Lid Stays: Opening the lid and letting it flop over to be held up by the hinges works, but it damages the paint, and eventually will tear the hinges out. I wanted to be able to open the larger lid with the solar panel on it to various angles to catch the sun if I wanted to, but also to open all the way over to be a table of sorts while I was messing around with the contents of the main box. To do this I just cut a steel bar and welded a nut and bolt to one end, and a big washer to the other end. The washer end got bolted to the main box with a lag bolt, and then I drilled several holes along the edge of the lid, so I can open the lid and push the bolt into one of the holes and it will hold the lid open there. I just made sure one of the holes was in the right place for the stay to go when the lid was closed, one was in the right place for it to be open at 180 degrees like a table, and a few in between.

The front lid doesn't need a stay, as I can open it and use the wagon pull handle to prop it on.

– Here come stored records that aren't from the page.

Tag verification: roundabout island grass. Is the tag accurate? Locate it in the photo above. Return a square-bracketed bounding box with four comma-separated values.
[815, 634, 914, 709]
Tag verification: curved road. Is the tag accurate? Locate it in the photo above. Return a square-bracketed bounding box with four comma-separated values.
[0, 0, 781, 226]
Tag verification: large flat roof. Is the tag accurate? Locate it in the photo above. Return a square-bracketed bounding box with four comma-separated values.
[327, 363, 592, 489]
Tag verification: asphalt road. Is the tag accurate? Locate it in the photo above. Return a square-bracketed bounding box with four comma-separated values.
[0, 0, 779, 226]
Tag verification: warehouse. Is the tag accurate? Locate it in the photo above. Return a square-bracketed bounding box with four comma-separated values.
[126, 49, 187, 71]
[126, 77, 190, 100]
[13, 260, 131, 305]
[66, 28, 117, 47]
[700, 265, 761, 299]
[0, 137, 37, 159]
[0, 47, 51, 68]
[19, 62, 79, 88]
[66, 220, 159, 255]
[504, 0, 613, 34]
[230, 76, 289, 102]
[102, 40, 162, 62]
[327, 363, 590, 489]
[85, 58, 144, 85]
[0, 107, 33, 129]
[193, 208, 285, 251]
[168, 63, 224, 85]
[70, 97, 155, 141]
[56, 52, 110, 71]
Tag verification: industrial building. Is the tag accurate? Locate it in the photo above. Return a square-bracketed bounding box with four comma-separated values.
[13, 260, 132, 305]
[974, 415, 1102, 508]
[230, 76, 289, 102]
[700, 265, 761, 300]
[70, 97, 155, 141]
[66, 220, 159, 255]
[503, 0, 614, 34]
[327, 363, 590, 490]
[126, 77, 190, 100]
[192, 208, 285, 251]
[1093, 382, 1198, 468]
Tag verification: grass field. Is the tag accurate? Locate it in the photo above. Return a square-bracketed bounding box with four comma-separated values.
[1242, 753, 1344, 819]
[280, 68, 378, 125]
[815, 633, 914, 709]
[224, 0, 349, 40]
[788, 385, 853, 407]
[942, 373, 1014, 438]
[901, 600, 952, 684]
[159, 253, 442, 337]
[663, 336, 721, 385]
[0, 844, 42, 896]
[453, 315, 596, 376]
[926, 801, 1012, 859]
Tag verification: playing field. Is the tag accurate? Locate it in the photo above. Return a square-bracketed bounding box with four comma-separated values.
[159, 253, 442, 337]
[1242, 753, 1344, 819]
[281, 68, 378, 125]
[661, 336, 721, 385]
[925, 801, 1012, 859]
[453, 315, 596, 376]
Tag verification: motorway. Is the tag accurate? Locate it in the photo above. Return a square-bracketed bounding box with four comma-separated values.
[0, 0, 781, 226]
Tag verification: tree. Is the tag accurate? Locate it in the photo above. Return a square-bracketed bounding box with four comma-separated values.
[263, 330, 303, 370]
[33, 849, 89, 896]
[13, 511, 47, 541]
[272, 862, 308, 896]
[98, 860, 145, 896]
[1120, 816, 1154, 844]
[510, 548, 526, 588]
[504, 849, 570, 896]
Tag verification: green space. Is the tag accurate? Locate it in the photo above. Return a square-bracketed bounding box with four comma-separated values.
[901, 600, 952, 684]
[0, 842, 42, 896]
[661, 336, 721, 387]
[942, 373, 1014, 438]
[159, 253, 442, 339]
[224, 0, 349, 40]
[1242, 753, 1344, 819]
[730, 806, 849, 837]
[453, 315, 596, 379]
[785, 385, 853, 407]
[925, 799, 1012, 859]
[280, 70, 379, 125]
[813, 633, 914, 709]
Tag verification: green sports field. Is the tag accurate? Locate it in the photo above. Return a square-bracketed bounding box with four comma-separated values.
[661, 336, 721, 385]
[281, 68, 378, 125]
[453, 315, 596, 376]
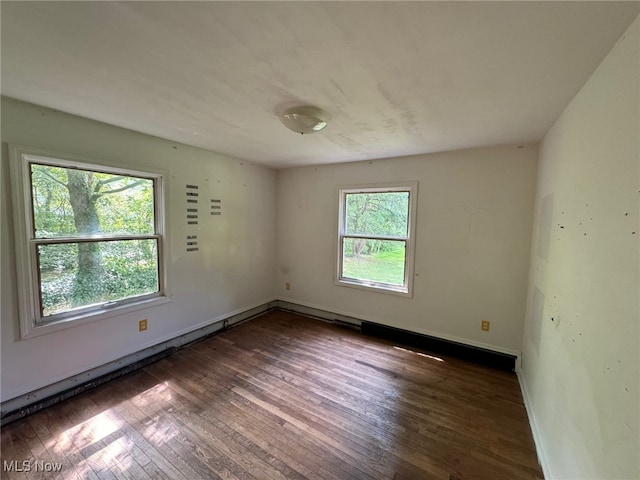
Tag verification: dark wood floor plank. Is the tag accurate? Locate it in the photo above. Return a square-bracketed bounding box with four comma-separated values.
[1, 311, 542, 480]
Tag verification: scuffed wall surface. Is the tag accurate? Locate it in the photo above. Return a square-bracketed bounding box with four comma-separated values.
[522, 15, 640, 479]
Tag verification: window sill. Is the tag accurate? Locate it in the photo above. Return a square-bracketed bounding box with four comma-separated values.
[21, 296, 172, 340]
[334, 278, 413, 298]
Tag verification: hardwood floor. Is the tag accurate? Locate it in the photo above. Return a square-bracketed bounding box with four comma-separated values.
[1, 311, 542, 480]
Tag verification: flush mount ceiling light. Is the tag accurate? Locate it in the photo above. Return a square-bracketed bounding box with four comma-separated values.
[280, 106, 329, 135]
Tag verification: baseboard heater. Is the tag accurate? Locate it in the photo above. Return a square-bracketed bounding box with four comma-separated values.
[0, 347, 176, 426]
[360, 321, 516, 372]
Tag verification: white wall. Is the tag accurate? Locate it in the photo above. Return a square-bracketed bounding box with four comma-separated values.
[521, 15, 640, 480]
[0, 98, 276, 401]
[277, 145, 538, 353]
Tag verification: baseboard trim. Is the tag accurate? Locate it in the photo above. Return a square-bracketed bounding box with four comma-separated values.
[0, 300, 520, 426]
[275, 300, 362, 330]
[516, 370, 553, 478]
[361, 322, 517, 372]
[275, 300, 519, 372]
[0, 301, 277, 426]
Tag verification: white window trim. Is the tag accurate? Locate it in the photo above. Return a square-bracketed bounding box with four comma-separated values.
[9, 144, 170, 339]
[334, 181, 418, 297]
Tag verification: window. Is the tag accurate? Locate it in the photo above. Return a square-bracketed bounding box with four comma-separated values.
[11, 147, 164, 336]
[337, 182, 418, 296]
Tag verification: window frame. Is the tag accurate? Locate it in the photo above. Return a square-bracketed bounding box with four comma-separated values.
[334, 181, 418, 298]
[9, 144, 169, 339]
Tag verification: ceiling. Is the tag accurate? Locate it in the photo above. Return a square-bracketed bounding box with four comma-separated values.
[1, 1, 640, 168]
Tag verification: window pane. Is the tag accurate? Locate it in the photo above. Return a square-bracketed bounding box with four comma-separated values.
[342, 238, 406, 286]
[345, 192, 409, 237]
[31, 163, 155, 238]
[38, 239, 159, 317]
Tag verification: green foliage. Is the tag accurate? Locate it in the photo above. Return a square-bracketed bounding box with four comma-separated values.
[342, 242, 405, 285]
[345, 192, 409, 237]
[31, 164, 158, 315]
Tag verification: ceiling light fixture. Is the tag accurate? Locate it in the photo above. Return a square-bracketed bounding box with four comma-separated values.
[280, 106, 329, 135]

Step 9: Future Improvements

Motors: As I mentioned earlier I would really like to motorize this with some electric wheelchair motors. This may require adding a couple more batteries, and I made sure to only use screws (no glue) in the front part of the box. This is so I can take the front off and rig up a drivers seat in the front 18" of the cart. I have some grand plans to use the trailer hitch that's built into the pull mechanism to hook this up to my tricycle, and get the cart to push the trike. This may be reeeaaally unstable, but you never know unless you try, right?

Lights: I like to light my projects up. The red lights shown were a serious midnight afterthought before Lucidity. I'd like to put some RGB strip lights under the box and hook in a cheap music reactive controller so the lights flash and change color with any ambient music. It's worth mentioning that I have a portable solar powered stereo system I also like to bring out to festivals, so the two working together would be great!